程府?这里是程府的地界?我们家的?不对,现在都已经分家那么多年了,没有人那么叫的,难道是其他程姓的家族?可牌子右下角的标记又确是自己家祖传的,这是怎么回事?
程允池感到一丝混乱,今天晚上发生的事情太多,他有些理不清头绪。此时除了继续跟着那人,没有其他办法。
地势越走越地,杂草已经没过腰际,周围的树木也越来越高,仰着头都几乎看不到顶。正琢磨着何时才能走到,就见那人突然隐入一处及人高的草丛间不见了人影。程允池赶忙跟上,草丛间又粗又多的枝杈叶片划过他的脸、脖子、手,留下些细细的血痕。等他好不容易钻出这片草丛后,发现眼前豁然开朗,没有树木的阻挡,能看见不远处层层叠叠的山峰,而面前则是一个小小的湖泊,在月光的照射下微微范着寒光。程允池顾不得欣赏迷人的景色,四处张望这那人的身影。
这个山谷说大不大,说小也不小,衬着幽幽的月光,一时还真看不见任何人。一直猫头鹰从湖上掠过,程允池看向湖面的瞬间瞥见了倒映在水面上的木车子的倒影,寻影而去,发现了隐蔽在黑暗中的一个山东,那小车就静静地停在洞口。
※ ※ ※
董虎是扶沁山庄总管家的儿子,年纪比现任庄主程允池小两岁,从小就跟在主子身边一起读书写字、拜师学武,两人的感情非一般主仆可比。此时董虎正踱着步子走来走去,焦躁不已。

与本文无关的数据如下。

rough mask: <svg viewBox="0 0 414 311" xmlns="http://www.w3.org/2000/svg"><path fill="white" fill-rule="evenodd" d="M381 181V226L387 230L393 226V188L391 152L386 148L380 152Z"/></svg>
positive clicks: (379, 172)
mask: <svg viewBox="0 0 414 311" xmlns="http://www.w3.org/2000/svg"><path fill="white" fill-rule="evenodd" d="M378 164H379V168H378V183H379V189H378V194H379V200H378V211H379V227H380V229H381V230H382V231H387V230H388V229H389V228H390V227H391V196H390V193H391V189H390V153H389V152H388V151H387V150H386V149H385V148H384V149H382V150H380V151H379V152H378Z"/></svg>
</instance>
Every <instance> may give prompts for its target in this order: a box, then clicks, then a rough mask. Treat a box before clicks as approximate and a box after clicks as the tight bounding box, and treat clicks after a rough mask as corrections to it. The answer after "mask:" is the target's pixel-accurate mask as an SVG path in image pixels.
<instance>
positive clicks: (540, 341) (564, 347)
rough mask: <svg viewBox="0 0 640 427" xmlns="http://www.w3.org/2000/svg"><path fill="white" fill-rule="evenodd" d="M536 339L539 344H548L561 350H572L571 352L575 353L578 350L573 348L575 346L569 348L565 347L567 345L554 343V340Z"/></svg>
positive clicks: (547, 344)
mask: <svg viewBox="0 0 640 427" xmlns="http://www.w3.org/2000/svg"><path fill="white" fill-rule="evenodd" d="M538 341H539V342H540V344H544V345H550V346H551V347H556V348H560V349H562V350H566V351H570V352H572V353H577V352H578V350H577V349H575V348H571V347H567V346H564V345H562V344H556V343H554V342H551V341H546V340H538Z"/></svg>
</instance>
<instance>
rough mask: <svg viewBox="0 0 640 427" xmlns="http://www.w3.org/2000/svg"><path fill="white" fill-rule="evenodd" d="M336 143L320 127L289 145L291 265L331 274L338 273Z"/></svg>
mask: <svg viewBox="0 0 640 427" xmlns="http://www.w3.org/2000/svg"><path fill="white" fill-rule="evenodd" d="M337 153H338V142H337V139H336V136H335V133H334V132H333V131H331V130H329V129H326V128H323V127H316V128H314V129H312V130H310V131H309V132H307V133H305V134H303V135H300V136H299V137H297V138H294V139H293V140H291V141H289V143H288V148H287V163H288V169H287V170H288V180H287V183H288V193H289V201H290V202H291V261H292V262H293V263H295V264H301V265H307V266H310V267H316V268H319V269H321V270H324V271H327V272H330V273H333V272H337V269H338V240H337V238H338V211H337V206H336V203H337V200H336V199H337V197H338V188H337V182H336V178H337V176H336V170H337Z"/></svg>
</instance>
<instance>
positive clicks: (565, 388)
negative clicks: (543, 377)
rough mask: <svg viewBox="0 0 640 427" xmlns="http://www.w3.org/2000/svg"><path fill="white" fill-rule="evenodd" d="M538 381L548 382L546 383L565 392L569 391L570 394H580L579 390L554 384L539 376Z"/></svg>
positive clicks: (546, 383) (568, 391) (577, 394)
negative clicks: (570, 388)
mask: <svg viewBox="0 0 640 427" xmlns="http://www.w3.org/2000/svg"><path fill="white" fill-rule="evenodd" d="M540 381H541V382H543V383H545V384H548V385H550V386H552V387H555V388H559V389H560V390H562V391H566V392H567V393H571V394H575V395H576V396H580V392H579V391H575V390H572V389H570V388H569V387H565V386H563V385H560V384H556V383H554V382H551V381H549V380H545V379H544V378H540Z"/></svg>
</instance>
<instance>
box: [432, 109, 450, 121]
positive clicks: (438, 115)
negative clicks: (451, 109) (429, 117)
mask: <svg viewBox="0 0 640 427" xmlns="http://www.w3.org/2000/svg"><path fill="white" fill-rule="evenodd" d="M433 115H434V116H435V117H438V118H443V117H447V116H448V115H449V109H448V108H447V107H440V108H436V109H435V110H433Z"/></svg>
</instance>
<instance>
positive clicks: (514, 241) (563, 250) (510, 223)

一旁的丘冷松看他如此,不禁开口调侃两句:“小虎子啊,咱这次出来,没多带银两,要是把这地面给踩塌了又没有钱赔,这扶沁山庄的脸可就丢大喽!”说完,还不忘拿起桌上已有些凉意的茶,故意吹了吹,优雅地抿了一口。
亏他丘冷松还是庄主的好友呢,现在庄主一人在外面,也不知道担心一下,居然还有闲情优哉游哉地品茶!董虎越发不爽起来,冲他龇牙咧嘴了一翻,还觉不过瘾,正准备扑上去揍他一顿,眼角瞥到自家主子走进客栈,立马改了个方向扑过去。程允池一脸无奈地用手抵住差点扑上来的董虎,然后一个闪身,来到丘冷松面前,坐了下来。
重心不稳的董虎,摇摇晃晃地几欲倒地,干脆直接翻个跟头,拿手在地上一撑,稳稳站直了身子。
“喔……!”丘冷松鼓起掌来,嘴上还叫着,露出一脸崇拜的表情,惹得董虎一阵手痒。
“好了,别闹了。”程允池一句话,董虎立马就收了势,乖乖站到一边去,“你们怎么来这儿了?”
“呵呵,城兄啊,你把我叫来庄上,然后自己消失了五天,地主之谊是这么尽的话,那我只好客随主便了呀。”
“……”程允池无语,一时也不知道该从何说起,自己追了五年的事终于有些眉目,实在太不容易,只好把好友扔给董虎先撂一边了。
丘冷松一抬眉,也不等他回答了,直接说:“其实我是来辞行的,临时有些事情,不得不离开了。”
“可惜了,本来是邀你来看枫叶的。”
“无妨,来年吧,还有机会的。”
“那你何时动身?”
“即刻。说实话,时间很紧,原本是打算直接出发的。”
“那么赶?不等天亮么?”认识丘冷松以来,他一直是优雅随性的,没有什么特别在意的事情,从来没有像现在这样。加上今晚看到的奇特情景,程允池有一种奇特的感觉,一种会有什么大事发生的感觉。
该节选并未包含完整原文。